The article, “Objection to sexual, LGBTQ content propels spike in book challenges,” found that our lone parent - empowered by an illiterate board - is hardly an anomaly.
Here’s how the Post went about its study.
The Post requested copies of all book challenges filed in the 2021-2022 school year with the 153 school districts that Tasslyn Magnusson, a researcher employed by free expression advocacy group PEN America, tracked as receiving formal requests to remove books last school year. In total, officials in more than 100 of those school systems, which are spread across 37 states, provided 1,065 complaints totaling 2,506 pages.
And the most shocking finding in the study?
A small number of people were responsible for most of the book challenges, The Post found. Individuals who filed 10 or more complaints were responsible for two-thirds of all challenges. In some cases, these serial filers relied on a network of volunteers gathered together under the aegis of conservative parents’ groups such as Moms for Liberty.
So what we are dealing with in Spotsylvania is actually part of a greater national illiteracy problem.
A paltry 10 individuals are responsible for two-thirds of all book challenges.
T-E-N.
Let that number sink in. And then you begin to understand why Madison, rightly, feared the factions.
Individuals who filed 10 or more complaints were responsible for two-thirds of all challenges. In some cases, these serial filers relied on a network of volunteers gathered together under the aegis of conservative parents’ groups such as Moms for Liberty.
The Case for the Humanities
The election in November may well be the best hope for the children of Spotsylvania and their parents to excise the illiterate leaders of the school board, and its equally illiterate superintendent.
The question becomes, even if this movement is stemmed, what is our best defense against its reiteration in another election cycle?

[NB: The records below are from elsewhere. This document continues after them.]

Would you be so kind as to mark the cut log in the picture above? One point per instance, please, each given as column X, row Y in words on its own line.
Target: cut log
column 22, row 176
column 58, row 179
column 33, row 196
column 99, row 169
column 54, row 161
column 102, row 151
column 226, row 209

I would argue that it’s something that Madison never mentioned, because in his age it was a given that leaders enjoyed it.
It, is a solid grounding in the humanities.
The reality is that the humanities have been under attack for decades.
Demands for job training, STEM education, and certifications that make students instantly employable are more popular than ever. Even Gov. Glenn Youngkin is pushing for more of this.
To be clear, there is space and need for all of this, and I fully support these programs.
But the demand for these programs is coming at the expense of the humanities, and in particular liberal education grounded in the arts and letters.
Among the illiterate, liberal education has become “indoctrination.” It is to be feared. Most important, it is to be avoided at all costs in public education.
For when students are exposed to the humanities, they see the illiterate for what they are.
Failures at being human.
For it is the humanities alone that teach us about beauty, about life, and about love.
The humanities are the very stuff of life itself.
As my intellectual counterpart Shaun Kenney likes to say:
“When the aliens finally invade, they aren’t going to care about our STEM-H programs, but our art, music, literature, and poetry.”
We must shed the illiterates from power.
They have no ability to use it effectively. And in the eyes of Madison, the four majority members - by virtue of their illiteracy - have no right to power, either.
And then, we must return to the real work of education.
Restoring the humanities to their rightful place at the center of K-12 education.
We owe our children no less.
The case for voting in this year's school board elections has rarely been stronger.